The main author of this research is Zhe Xie, a third-year Ph.D. student from Tsinghua University. The collaborative team also includes Li Zeyan and He Xiao from ByteDance. The supervising teachers are Tieying Zhang, a research scientist at ByteDance, and Dan Pei, an associate professor at the Department of Computer Science at Tsinghua University. The core advantage of ChatTS lies in its native support for multi-variable temporal question-answering and reasoning functions, solving the limitations of previous models in processing temporal data.
Temporal data analysis has long relied on traditional statistical models or AI models, which usually require training with a large amount of specific data and complex preprocessing. This makes generalization and explainability their main shortcomings. The emergence of ChatTS is precisely to change this situation, leveraging its powerful language modeling capabilities to achieve natural language understanding of temporal data.

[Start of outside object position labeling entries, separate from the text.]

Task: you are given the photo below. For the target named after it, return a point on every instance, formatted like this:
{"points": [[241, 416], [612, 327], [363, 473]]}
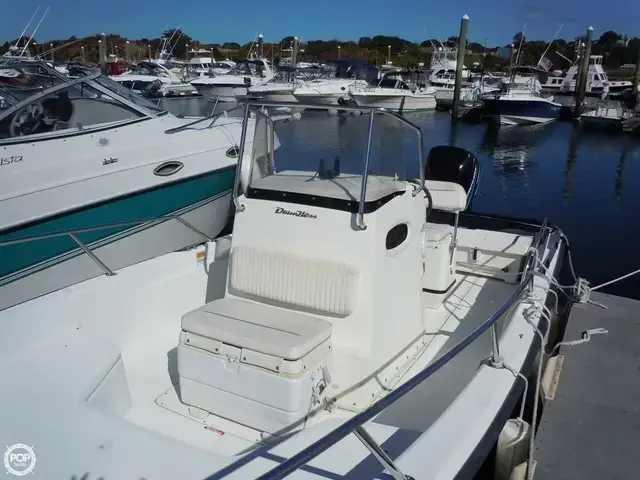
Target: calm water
{"points": [[587, 184]]}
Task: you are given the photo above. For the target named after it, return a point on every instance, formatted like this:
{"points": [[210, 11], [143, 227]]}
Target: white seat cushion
{"points": [[262, 328], [447, 196], [318, 286]]}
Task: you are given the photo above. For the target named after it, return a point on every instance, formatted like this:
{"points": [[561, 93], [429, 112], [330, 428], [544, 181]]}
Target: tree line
{"points": [[617, 49]]}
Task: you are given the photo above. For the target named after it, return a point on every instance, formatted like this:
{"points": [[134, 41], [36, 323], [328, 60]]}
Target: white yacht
{"points": [[280, 88], [597, 80], [396, 94], [226, 88], [154, 80], [442, 69], [334, 83], [306, 342], [80, 153]]}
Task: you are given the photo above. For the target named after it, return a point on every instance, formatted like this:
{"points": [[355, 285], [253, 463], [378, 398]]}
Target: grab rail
{"points": [[248, 103], [355, 424], [72, 233]]}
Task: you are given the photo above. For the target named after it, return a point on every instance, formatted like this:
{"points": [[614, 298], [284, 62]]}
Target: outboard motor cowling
{"points": [[454, 164]]}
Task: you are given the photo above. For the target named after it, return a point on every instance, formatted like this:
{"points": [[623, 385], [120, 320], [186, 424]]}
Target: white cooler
{"points": [[258, 365]]}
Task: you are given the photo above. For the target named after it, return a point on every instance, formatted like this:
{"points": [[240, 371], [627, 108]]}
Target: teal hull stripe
{"points": [[152, 203]]}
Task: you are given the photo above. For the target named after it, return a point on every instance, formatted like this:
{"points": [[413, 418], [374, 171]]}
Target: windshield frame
{"points": [[91, 77]]}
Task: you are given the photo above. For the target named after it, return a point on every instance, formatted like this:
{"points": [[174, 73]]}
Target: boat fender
{"points": [[512, 447]]}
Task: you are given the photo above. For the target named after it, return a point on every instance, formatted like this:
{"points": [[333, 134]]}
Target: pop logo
{"points": [[19, 459]]}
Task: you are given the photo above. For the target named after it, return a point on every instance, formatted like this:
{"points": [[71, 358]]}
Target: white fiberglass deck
{"points": [[63, 345]]}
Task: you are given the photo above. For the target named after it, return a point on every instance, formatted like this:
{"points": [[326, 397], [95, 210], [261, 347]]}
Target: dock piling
{"points": [[102, 48], [462, 46], [584, 70], [636, 82]]}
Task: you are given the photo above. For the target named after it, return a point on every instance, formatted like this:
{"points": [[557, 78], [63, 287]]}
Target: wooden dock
{"points": [[591, 427]]}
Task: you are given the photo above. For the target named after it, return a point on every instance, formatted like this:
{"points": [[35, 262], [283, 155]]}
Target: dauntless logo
{"points": [[9, 160], [297, 213]]}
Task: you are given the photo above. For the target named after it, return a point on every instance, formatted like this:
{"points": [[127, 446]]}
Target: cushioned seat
{"points": [[447, 196], [282, 333]]}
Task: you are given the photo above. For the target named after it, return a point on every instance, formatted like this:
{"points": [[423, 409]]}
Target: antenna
{"points": [[549, 46], [25, 28], [521, 40], [34, 32]]}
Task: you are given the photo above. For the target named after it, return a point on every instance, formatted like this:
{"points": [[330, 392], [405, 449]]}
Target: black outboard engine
{"points": [[454, 164], [153, 89]]}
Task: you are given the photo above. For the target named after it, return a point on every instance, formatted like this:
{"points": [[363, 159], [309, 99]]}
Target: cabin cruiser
{"points": [[316, 326], [226, 88], [154, 80], [521, 104], [80, 153], [442, 69], [597, 80], [280, 88], [337, 78], [396, 94]]}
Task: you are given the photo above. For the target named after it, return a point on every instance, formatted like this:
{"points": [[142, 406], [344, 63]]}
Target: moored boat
{"points": [[317, 326]]}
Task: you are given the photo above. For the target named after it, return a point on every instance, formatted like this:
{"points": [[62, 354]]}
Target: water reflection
{"points": [[574, 143]]}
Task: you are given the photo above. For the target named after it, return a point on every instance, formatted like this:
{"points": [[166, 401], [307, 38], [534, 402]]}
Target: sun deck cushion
{"points": [[282, 333], [317, 286], [447, 196]]}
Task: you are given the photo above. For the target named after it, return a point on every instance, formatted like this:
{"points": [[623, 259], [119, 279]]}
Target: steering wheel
{"points": [[26, 120]]}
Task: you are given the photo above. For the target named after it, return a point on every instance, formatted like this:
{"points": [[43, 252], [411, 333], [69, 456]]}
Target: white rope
{"points": [[586, 336], [533, 310], [615, 280]]}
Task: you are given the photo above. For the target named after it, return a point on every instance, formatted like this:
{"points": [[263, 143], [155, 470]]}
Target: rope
{"points": [[586, 336], [536, 308]]}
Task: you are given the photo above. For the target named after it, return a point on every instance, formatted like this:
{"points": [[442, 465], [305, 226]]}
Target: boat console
{"points": [[324, 303]]}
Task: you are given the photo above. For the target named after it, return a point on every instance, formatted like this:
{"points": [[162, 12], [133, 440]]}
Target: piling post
{"points": [[261, 46], [636, 82], [102, 48], [584, 70], [462, 44], [294, 57]]}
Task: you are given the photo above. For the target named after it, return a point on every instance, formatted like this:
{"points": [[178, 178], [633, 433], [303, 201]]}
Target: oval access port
{"points": [[168, 168], [396, 236], [233, 152]]}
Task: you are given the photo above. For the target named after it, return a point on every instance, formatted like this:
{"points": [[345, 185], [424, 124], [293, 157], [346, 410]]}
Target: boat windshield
{"points": [[356, 70], [248, 68], [150, 68], [20, 81], [129, 95], [334, 174]]}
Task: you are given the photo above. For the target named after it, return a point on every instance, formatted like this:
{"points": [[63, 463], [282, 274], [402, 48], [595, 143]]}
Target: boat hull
{"points": [[521, 112], [330, 99], [395, 102], [41, 266]]}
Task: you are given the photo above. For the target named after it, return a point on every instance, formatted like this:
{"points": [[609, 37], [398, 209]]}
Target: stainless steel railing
{"points": [[73, 234], [355, 424], [372, 111]]}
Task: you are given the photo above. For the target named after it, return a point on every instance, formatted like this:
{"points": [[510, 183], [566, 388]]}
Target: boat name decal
{"points": [[297, 213], [9, 160]]}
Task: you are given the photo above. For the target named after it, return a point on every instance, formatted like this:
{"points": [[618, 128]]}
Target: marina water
{"points": [[587, 183]]}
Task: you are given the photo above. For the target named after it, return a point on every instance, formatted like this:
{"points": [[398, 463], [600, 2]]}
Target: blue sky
{"points": [[493, 20]]}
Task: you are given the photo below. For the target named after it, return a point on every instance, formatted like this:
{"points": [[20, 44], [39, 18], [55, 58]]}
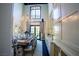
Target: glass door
{"points": [[36, 31]]}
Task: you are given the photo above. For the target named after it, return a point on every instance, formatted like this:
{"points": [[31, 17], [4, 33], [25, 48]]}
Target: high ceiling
{"points": [[33, 3]]}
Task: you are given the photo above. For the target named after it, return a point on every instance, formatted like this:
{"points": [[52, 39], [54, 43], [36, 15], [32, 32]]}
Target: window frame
{"points": [[35, 12]]}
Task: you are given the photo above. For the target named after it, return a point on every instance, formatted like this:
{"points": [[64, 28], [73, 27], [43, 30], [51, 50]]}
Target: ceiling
{"points": [[33, 3]]}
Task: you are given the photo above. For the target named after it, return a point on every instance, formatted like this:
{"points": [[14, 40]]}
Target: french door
{"points": [[36, 30]]}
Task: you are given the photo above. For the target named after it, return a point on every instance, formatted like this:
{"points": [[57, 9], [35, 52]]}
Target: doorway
{"points": [[35, 29]]}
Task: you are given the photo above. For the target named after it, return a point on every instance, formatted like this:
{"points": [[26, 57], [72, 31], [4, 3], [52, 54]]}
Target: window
{"points": [[35, 12]]}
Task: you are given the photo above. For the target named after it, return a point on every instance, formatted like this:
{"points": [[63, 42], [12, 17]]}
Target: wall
{"points": [[44, 15], [19, 20], [6, 23], [68, 25]]}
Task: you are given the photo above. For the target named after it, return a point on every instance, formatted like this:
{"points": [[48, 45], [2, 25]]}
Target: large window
{"points": [[35, 12]]}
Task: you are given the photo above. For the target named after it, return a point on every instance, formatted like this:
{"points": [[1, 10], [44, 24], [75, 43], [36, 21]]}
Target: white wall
{"points": [[69, 30], [6, 23], [17, 12]]}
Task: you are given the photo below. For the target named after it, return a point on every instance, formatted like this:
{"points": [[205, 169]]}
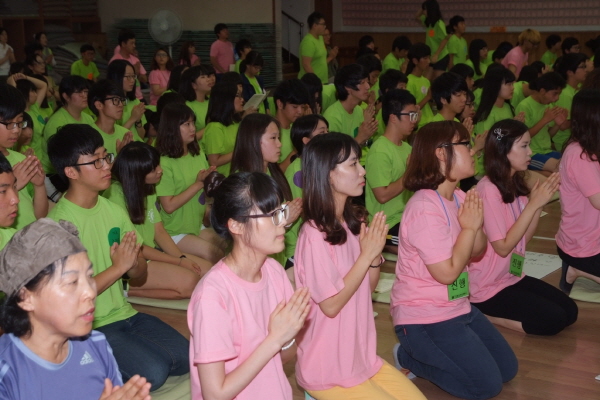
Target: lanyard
{"points": [[515, 215], [446, 211]]}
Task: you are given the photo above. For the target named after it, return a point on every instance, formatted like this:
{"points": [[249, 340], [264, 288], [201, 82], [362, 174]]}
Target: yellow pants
{"points": [[387, 384]]}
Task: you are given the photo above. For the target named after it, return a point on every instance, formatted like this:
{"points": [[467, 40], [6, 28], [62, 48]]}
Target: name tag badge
{"points": [[516, 264], [459, 288]]}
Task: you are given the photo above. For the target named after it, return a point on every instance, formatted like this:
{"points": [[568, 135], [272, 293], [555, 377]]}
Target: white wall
{"points": [[196, 15]]}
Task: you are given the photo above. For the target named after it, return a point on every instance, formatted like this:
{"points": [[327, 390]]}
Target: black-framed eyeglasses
{"points": [[13, 125], [117, 101], [465, 143], [99, 162], [278, 216], [413, 116]]}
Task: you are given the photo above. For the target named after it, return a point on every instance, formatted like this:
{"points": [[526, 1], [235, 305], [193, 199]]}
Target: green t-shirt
{"points": [[200, 108], [59, 119], [328, 95], [5, 235], [110, 140], [549, 58], [386, 163], [293, 174], [89, 71], [418, 86], [315, 49], [534, 111], [220, 139], [99, 227], [391, 62], [434, 37], [26, 212], [482, 69], [115, 194], [565, 100], [458, 47], [178, 175], [127, 114]]}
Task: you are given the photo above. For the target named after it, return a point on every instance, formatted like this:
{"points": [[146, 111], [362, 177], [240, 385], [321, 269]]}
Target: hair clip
{"points": [[499, 134]]}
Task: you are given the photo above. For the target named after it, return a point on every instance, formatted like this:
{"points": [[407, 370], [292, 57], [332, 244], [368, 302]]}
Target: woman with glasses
{"points": [[442, 337], [171, 273], [257, 149], [337, 260], [106, 100], [161, 68], [181, 190], [122, 73], [244, 315], [517, 58]]}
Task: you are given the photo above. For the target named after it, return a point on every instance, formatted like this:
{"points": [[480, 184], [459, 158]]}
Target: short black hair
{"points": [[71, 142], [12, 102], [551, 40], [219, 27], [86, 47], [100, 91], [125, 35], [349, 76], [394, 101], [445, 85], [314, 18], [291, 91]]}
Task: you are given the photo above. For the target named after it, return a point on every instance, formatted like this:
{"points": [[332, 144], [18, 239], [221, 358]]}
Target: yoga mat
{"points": [[585, 290], [175, 388], [160, 303]]}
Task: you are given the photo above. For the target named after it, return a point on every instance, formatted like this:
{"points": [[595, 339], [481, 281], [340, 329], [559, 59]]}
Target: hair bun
{"points": [[212, 183]]}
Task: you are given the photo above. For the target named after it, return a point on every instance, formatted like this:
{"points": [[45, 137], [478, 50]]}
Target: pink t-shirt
{"points": [[340, 351], [517, 58], [579, 231], [133, 60], [428, 232], [228, 318], [490, 274], [223, 51], [160, 78]]}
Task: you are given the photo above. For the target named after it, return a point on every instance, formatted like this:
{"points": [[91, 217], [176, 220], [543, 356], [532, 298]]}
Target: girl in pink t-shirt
{"points": [[498, 286], [338, 259], [442, 338], [578, 237], [161, 67], [244, 315]]}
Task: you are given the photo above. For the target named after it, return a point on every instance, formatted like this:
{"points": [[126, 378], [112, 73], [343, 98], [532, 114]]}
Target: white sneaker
{"points": [[399, 367]]}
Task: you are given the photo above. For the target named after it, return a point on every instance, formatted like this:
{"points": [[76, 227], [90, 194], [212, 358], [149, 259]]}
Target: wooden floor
{"points": [[561, 367]]}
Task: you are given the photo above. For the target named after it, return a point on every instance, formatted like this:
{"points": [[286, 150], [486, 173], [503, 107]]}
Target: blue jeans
{"points": [[146, 346], [465, 356]]}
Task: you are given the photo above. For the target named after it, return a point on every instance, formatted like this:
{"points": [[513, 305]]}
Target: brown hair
{"points": [[423, 170]]}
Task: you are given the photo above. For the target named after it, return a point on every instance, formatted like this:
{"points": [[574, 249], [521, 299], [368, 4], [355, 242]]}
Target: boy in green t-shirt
{"points": [[86, 67], [291, 98], [539, 114], [141, 344], [396, 59], [106, 100], [387, 159]]}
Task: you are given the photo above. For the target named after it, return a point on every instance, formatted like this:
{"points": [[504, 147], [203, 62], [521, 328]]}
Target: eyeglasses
{"points": [[117, 101], [14, 125], [465, 143], [278, 216], [413, 116], [99, 162]]}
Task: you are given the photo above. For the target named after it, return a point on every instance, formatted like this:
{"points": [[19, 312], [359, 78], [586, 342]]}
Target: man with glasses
{"points": [[106, 101], [141, 344], [387, 160], [313, 53]]}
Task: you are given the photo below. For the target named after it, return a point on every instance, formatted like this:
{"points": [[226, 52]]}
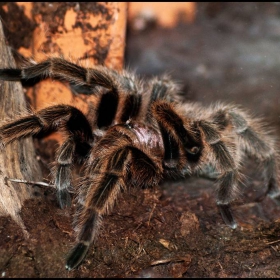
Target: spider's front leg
{"points": [[60, 117], [115, 163]]}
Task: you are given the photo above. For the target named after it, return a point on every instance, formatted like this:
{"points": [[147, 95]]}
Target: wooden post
{"points": [[18, 159]]}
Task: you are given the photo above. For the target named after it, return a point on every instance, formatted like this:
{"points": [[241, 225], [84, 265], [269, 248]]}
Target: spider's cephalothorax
{"points": [[140, 134]]}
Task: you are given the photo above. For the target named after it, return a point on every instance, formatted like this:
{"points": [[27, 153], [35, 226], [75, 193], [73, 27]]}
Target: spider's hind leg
{"points": [[256, 140]]}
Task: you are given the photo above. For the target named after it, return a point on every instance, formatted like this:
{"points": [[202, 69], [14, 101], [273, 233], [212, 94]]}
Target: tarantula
{"points": [[140, 134]]}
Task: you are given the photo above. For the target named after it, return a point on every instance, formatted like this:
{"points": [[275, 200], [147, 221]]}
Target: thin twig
{"points": [[41, 184]]}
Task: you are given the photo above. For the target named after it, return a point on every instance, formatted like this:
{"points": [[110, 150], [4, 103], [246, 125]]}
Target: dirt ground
{"points": [[231, 53]]}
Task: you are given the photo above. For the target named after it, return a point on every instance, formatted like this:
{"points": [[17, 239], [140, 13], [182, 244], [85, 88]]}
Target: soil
{"points": [[230, 54]]}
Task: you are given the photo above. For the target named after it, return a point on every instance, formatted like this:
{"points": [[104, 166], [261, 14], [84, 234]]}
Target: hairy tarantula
{"points": [[140, 134]]}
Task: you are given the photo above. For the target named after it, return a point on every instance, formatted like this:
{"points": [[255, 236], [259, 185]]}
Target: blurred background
{"points": [[217, 51]]}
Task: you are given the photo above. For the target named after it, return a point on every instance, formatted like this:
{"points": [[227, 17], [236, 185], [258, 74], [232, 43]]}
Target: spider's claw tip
{"points": [[76, 256], [64, 199], [227, 215]]}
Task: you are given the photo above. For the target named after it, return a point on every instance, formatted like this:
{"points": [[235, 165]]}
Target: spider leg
{"points": [[111, 171], [226, 165], [255, 142], [59, 117]]}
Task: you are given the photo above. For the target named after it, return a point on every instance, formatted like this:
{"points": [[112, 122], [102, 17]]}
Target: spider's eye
{"points": [[194, 150]]}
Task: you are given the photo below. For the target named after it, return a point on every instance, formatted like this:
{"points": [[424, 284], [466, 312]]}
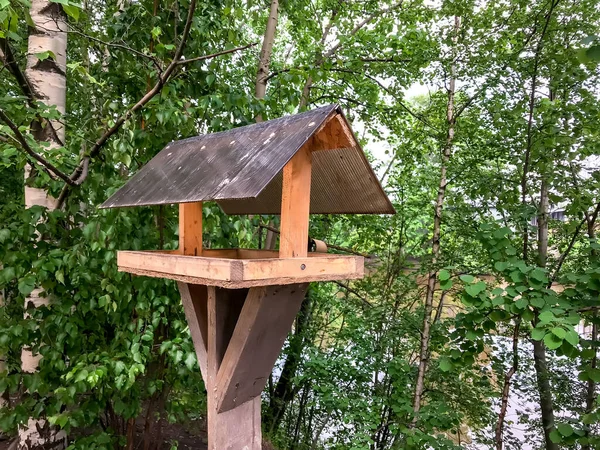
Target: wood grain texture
{"points": [[265, 321], [234, 164], [238, 428], [194, 299], [295, 205], [242, 168], [190, 229], [241, 273], [335, 134]]}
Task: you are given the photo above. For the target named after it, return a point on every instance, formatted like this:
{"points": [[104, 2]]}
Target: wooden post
{"points": [[295, 205], [238, 334], [239, 428], [190, 229]]}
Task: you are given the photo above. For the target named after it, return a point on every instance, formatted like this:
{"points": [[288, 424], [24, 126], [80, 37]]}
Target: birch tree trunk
{"points": [[435, 246], [48, 80], [262, 74], [539, 348]]}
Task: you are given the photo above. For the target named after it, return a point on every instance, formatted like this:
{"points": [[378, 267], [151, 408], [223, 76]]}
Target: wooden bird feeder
{"points": [[240, 304]]}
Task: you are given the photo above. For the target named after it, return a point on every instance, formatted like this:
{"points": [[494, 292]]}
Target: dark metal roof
{"points": [[241, 169]]}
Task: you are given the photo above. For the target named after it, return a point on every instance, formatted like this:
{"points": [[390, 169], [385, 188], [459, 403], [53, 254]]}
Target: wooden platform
{"points": [[240, 268]]}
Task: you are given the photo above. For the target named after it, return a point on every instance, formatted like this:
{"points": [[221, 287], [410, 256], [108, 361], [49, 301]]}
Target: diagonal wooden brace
{"points": [[238, 335]]}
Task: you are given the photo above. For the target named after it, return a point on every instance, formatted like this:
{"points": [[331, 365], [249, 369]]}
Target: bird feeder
{"points": [[240, 304]]}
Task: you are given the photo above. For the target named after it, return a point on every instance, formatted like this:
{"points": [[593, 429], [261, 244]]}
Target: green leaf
{"points": [[552, 341], [593, 53], [467, 278], [475, 289], [60, 277], [555, 436], [445, 285], [593, 374], [501, 266], [72, 11], [26, 285], [572, 338], [45, 55], [190, 361], [444, 275], [560, 333], [546, 317], [445, 364], [537, 334], [565, 429], [539, 275], [521, 303], [538, 302]]}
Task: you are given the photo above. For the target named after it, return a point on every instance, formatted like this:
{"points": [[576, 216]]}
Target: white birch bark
{"points": [[48, 80]]}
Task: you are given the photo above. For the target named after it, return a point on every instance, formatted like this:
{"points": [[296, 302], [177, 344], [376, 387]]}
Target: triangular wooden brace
{"points": [[265, 321]]}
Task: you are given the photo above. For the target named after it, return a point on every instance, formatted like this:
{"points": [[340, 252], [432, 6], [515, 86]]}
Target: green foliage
{"points": [[115, 346]]}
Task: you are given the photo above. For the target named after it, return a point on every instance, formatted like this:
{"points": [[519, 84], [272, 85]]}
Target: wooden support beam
{"points": [[190, 229], [194, 298], [265, 321], [295, 205], [334, 134], [238, 428]]}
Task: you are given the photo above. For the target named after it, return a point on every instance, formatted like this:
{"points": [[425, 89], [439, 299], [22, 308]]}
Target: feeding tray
{"points": [[241, 268], [240, 304]]}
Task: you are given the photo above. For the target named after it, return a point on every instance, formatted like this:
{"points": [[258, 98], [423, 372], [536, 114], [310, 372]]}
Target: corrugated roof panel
{"points": [[242, 170], [341, 184], [237, 163]]}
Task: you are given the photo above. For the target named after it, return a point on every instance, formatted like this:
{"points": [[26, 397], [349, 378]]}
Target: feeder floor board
{"points": [[240, 268]]}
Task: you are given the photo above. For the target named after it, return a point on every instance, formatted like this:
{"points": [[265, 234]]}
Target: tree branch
{"points": [[214, 55], [10, 61], [25, 146], [79, 175]]}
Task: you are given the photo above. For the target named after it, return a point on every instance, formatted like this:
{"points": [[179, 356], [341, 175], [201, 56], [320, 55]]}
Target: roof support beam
{"points": [[295, 204], [334, 134], [190, 229]]}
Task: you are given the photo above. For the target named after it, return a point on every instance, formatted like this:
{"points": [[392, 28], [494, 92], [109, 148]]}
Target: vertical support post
{"points": [[238, 428], [295, 205], [190, 229]]}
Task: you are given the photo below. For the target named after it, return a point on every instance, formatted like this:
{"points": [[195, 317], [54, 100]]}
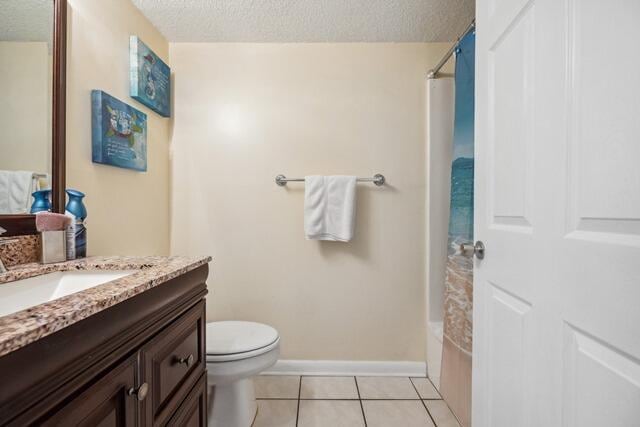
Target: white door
{"points": [[557, 204]]}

To address the challenges of matching between time series and language, the research team adopted a "pure synthetic-driven" approach, designing an end-to-end data generation and model training framework. By constructing an "attribute-driven" time-series generation system, ChatTS can generate diverse and realistic time-series data while ensuring accurate correspondence with natural language descriptions.
In practical applications, ChatTS can analyze the morphology of multi-variable time-series, identify unseen fluctuation patterns, and automatically name them. Additionally, the model can accurately extract abnormal fluctuations in time-series data without precise prompts, demonstrating its strong flexibility and intelligent features.
The release of this innovative model will greatly promote the application of time-series data across various industries, potentially playing a significant role in fault diagnosis and financial analysis in the future. The research results of ChatTS have been accepted by the top database conference VLDB2025, showcasing its academic value and practical application prospects.